The federal government is going to lower interest rates again

By CHRISTOPHER RUGABER, AP economics writer

WASHINGTON (AP) — Federal Reserve officials are poised Thursday to cut their key interest rate for a second straight time, in response to a steady slowdown of inflationary pressures that irritated many Americans and contributed to Donald Trump’s victory in the presidential election.

Still, the Fed’s future moves are now more uncertain in the aftermath of the election, given Trump’s economic proposals broadly marked as potentially inflationary. His election has also raised the specter meddling by the White House in the Fed’s policy decisions, where Trump had proclaimed that as president he should have a say in the central bank’s interest rate decisions.
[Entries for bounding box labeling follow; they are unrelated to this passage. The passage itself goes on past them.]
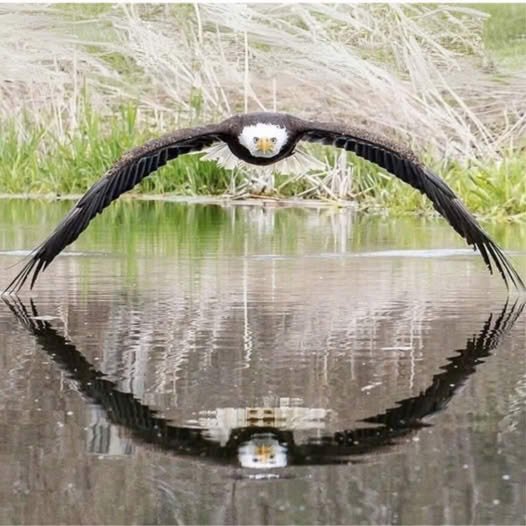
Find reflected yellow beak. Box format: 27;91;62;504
256;137;274;153
256;444;276;462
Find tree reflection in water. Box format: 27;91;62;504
3;297;525;469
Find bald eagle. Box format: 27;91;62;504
5;113;526;293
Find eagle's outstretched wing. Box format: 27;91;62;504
4;125;224;293
300;122;526;292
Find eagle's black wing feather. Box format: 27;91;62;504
4;125;224;293
299;123;526;292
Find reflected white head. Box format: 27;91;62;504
238;122;288;158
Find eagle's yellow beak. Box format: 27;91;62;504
256;137;274;153
256;444;276;462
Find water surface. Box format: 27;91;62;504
0;201;526;524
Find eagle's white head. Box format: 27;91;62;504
238;122;288;158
The Fed has long guarded its status as an independent institution, able to make tough decisions about interest rates, free from political interference. But during his previous term in the White House, Trump publicly attacked Chairman Jerome Powell after the Fed raised rates to fight inflation, and he may do so again.

The economy also clouds the picture by sending conflicting signals growth solid But hiring weakening. Still, consumer spending has been healthy, fueling concerns that the Fed does not need to cut borrowing costs and that this could overstimulate the economy and even accelerate inflation again.

Financial markets are once again throwing a curveball at the Fed: Investors have sharply pushed up government bond yields since the central bank cut rates in September. The result has been higher borrowing costs across the economy, reducing the consumer benefit of the Fed’s half-point cut in interest rates that the Fed announced after its September meeting.

For example, the average U.S. 30-year mortgage rate fell over the summer when the Fed announced it would cut rates, only to rise again once the central bank actually lowered its benchmark rate.